|Penguins, Shafts and Snow|
Although our instruments seemed to be producing data over the winter there are a couple that we haven't actually seen for quite a while. Julius and I took advantage of a very nice day to visit the shaft that holds the magnetometer and riometer. The riometer consists of four antenna pointing North, South, East and West and listens for faint radio signals from space. During solar disturbances it goes a bit bonkers but mostly it sits quietly and does very little. We discovered that one of the storms we'd suffered had managed to rip a couple of the receiving rods apart but that otherwise it seemed to be ok.
The shaft itself starts on the surface in a monster of a wind scoop then descends down into the ice. Every four meters or so a platform lies across the shaft and we have to switch ladders. This, in theory, means that if we slip off a rung we only fall far enough to feel a little silly. Anyhow, down we go. At the bottom there's a little heated office with some electronics and drivers to send signals back to the Piggott. Next door is the room housing the magnetometers. These sit on pillars driven into the ice below and measure variations in the Earth's magnetic field at Halley. During strong aurora the field can vary by over a thousand nano-Tesla, which is more than it sounds. I like the shaft, ice crystals grow on the walls near the top and glint in the daylight filtering in from the open hatch. The wood feels warm and the lowest level seems like some sort of lost Egyptian tomb.
A spell of incredibly cold weather kept us from the emperor penguins for a few weeks but eventually the place warmed up and I headed off to the coast again for another quick visit. I was joined by Frances, Bob, Brian and Simon. We arrived as a massive solar halo formed, complete with extra fiddly bits around the edges, it disappeared as we headed down the cliff and started our walk over to the colony.

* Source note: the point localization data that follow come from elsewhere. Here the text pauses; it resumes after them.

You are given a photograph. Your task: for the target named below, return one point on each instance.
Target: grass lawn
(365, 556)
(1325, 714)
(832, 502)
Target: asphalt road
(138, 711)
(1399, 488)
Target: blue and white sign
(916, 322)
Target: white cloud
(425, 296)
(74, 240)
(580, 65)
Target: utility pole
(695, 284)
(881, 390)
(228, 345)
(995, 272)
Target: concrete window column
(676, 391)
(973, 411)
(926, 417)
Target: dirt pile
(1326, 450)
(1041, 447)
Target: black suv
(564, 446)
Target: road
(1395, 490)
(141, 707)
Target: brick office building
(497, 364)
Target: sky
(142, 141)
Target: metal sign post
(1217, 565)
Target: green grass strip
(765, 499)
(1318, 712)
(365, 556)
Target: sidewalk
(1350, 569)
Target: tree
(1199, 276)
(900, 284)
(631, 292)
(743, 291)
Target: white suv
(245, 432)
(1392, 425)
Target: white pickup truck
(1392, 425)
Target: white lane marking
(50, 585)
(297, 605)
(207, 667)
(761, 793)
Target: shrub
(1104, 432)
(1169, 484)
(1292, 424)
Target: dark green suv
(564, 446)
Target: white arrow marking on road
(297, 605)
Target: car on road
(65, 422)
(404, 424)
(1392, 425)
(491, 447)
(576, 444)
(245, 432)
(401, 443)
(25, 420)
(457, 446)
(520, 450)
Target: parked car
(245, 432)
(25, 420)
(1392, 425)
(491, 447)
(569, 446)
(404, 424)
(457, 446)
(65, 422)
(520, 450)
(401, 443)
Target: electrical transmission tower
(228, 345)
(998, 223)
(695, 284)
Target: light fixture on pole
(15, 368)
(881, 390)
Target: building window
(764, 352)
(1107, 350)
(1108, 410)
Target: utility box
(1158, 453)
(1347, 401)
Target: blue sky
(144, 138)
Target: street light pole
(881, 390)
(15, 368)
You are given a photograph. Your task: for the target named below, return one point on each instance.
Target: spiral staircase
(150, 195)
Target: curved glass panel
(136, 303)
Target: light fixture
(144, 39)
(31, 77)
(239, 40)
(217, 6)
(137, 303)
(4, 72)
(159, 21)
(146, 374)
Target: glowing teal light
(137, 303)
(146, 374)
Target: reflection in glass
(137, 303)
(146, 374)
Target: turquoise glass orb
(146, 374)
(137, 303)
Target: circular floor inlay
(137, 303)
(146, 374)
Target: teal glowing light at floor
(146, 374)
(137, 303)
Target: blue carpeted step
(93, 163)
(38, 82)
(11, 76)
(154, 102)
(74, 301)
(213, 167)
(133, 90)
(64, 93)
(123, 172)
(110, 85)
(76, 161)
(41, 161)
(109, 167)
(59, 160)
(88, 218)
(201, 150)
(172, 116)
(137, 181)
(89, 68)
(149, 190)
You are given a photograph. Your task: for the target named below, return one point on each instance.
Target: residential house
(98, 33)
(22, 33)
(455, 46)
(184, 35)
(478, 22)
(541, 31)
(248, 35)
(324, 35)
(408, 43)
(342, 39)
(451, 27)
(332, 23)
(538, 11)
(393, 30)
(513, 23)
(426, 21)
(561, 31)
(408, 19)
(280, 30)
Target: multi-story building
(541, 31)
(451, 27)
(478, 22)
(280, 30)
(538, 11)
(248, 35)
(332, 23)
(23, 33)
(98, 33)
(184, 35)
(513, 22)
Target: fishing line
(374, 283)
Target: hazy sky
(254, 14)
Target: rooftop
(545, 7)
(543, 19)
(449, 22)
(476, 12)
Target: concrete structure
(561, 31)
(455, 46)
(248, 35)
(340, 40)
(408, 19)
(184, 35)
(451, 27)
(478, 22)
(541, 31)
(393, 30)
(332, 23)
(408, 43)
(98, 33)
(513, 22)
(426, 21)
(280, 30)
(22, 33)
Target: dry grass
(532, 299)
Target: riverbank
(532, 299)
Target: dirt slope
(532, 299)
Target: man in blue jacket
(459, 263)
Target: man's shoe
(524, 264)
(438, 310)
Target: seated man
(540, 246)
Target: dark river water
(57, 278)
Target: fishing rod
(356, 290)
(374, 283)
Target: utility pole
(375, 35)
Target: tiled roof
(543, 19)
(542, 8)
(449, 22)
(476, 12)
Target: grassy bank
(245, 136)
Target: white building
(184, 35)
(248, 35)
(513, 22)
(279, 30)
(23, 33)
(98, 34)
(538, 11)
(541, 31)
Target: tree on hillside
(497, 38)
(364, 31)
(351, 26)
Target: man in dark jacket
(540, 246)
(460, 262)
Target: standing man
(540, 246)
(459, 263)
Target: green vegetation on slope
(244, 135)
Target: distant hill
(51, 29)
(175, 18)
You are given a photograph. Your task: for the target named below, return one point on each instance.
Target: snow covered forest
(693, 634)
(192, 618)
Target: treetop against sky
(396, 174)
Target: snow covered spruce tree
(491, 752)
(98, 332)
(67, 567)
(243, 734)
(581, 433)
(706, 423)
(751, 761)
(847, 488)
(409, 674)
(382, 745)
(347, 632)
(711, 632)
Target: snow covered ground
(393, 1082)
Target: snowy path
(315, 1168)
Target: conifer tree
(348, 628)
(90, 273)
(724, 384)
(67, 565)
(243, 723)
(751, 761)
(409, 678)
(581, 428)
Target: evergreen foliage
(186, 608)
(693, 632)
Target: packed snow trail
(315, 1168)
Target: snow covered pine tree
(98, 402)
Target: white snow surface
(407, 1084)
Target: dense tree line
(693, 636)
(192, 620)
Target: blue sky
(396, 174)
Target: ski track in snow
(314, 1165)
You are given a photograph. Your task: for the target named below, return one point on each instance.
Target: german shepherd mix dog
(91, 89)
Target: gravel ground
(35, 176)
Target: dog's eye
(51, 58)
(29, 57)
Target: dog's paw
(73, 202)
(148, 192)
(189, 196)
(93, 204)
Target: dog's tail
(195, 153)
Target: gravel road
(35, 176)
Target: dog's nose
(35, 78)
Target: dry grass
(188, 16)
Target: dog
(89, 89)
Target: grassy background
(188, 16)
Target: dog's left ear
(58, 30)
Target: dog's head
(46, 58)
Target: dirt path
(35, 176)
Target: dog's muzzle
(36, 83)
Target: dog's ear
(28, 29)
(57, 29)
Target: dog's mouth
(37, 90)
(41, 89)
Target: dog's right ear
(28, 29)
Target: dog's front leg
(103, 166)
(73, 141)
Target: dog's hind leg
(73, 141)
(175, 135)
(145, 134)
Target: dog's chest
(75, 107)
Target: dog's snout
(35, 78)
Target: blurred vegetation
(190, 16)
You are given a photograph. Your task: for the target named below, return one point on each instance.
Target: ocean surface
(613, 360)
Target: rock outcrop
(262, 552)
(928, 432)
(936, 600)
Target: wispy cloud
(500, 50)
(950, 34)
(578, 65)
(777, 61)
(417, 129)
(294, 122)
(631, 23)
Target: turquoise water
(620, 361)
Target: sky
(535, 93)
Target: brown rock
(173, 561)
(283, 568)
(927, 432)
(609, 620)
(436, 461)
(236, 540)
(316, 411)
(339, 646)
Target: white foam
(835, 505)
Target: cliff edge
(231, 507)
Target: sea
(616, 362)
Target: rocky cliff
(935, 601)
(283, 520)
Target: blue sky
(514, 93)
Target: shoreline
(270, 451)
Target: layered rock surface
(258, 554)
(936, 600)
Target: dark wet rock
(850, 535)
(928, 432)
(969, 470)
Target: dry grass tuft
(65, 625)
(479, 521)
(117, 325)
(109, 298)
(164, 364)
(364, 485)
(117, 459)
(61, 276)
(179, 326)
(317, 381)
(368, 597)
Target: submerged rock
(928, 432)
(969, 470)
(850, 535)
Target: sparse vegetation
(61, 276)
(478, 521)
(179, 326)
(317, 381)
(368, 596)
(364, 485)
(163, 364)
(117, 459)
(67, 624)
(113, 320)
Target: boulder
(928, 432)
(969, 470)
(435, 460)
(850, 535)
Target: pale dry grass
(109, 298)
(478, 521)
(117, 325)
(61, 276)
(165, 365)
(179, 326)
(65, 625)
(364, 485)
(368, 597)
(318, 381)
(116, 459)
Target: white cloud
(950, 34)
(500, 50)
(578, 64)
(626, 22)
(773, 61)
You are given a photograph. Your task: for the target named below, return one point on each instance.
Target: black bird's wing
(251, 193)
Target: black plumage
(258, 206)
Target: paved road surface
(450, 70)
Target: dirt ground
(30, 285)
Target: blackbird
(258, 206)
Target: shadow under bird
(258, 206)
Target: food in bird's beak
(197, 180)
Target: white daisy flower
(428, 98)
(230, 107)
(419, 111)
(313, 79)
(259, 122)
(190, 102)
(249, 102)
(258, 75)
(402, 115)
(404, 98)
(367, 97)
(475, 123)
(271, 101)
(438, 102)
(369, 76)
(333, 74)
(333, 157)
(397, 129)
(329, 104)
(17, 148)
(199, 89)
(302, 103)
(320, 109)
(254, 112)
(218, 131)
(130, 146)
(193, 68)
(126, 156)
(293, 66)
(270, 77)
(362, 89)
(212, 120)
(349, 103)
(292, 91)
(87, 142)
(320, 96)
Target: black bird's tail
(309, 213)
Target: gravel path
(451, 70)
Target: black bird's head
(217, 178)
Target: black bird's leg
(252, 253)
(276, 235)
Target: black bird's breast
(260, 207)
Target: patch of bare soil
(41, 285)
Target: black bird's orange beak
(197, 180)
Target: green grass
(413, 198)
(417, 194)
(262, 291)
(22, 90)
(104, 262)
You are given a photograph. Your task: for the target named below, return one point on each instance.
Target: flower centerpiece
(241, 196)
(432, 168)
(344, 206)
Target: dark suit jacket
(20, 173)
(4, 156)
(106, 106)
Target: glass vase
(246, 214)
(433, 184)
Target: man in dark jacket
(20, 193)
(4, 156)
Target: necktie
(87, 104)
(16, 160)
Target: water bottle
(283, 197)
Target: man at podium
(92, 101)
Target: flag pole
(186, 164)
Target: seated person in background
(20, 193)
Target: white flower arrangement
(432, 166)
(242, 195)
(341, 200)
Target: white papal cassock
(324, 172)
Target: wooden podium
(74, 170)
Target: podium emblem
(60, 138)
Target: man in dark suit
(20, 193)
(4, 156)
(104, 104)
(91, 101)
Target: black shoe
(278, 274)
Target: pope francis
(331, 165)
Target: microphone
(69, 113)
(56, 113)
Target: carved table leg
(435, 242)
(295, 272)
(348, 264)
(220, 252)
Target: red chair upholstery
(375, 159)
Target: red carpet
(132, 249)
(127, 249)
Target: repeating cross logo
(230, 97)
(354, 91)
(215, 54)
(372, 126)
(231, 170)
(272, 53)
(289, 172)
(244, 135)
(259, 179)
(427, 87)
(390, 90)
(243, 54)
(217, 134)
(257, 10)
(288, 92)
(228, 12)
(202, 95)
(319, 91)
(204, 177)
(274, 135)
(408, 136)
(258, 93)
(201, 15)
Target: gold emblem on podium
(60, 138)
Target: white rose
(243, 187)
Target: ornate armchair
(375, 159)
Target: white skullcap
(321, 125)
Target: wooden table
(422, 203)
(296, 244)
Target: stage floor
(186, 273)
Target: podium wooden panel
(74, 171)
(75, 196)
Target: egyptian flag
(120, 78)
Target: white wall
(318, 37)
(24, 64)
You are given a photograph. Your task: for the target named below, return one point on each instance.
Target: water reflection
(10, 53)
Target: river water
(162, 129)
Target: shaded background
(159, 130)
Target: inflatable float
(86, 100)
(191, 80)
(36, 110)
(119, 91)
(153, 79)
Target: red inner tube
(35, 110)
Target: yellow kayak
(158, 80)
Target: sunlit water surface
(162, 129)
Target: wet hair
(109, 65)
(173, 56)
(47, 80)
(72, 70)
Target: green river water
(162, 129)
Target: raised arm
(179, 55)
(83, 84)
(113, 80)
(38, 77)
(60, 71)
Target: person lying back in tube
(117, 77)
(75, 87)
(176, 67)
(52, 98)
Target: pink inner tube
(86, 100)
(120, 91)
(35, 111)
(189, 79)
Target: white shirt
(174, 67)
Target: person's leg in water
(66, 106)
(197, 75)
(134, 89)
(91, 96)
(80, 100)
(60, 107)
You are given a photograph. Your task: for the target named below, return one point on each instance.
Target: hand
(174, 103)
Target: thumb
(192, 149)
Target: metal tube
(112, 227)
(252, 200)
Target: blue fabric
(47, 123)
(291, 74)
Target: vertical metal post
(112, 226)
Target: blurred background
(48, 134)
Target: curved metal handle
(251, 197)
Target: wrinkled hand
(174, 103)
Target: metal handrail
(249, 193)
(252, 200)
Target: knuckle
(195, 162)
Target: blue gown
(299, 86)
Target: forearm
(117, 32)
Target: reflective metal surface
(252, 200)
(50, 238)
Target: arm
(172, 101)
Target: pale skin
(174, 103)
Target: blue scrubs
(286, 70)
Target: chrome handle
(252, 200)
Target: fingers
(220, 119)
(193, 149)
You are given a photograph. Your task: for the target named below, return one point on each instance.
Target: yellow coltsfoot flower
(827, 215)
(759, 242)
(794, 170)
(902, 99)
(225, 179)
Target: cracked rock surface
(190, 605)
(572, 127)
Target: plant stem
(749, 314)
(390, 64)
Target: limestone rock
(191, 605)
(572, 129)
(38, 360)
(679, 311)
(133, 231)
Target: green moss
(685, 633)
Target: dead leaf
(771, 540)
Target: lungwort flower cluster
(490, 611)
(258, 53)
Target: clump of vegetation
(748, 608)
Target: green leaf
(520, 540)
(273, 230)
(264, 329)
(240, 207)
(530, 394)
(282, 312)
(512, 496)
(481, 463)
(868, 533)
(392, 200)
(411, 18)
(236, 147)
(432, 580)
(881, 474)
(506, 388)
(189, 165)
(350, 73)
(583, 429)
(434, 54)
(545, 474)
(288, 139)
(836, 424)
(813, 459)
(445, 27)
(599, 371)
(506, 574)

The warmish weather let the penguins spread themselves out and had encouraged them to move another five minutes away from our access point. On the way we passed over the location of their last huddle, the brown stain now nearly covered by fresh snow. Here and there we passed a dead chick or two, lifeless statues on the snow, frozen by the harsh elements.
At the colony itself it was clear that all the chicks had hatched. We didn't see a single egg, and everywhere we looked little heads were peeking out from under adults. Here and there couples danced, their necks stretching to the sky, their bellies pressed tightly together, a chick on the feet of one waiting to waddle to the warm comfort of the other. Some adults without young of their own prowled about looking lonely, waiting out another year before they can breed again. We witnessed a mob of singletons surrounding a parent, pressing in trying to prise the infant from its safe haven. The father fought back, shielding the youth by bending forwards, driving his beak into the ground and forming a strong arch above the hard ice. The gang's efforts are repulsed, the parent's legacy preserved.
As we walked back to our abseil point a group detached itself from the mass to follow us back and bask in the sun as we strugled up and away from the ice.
Today it's a bit windy and pretty in a ferocious sort of way.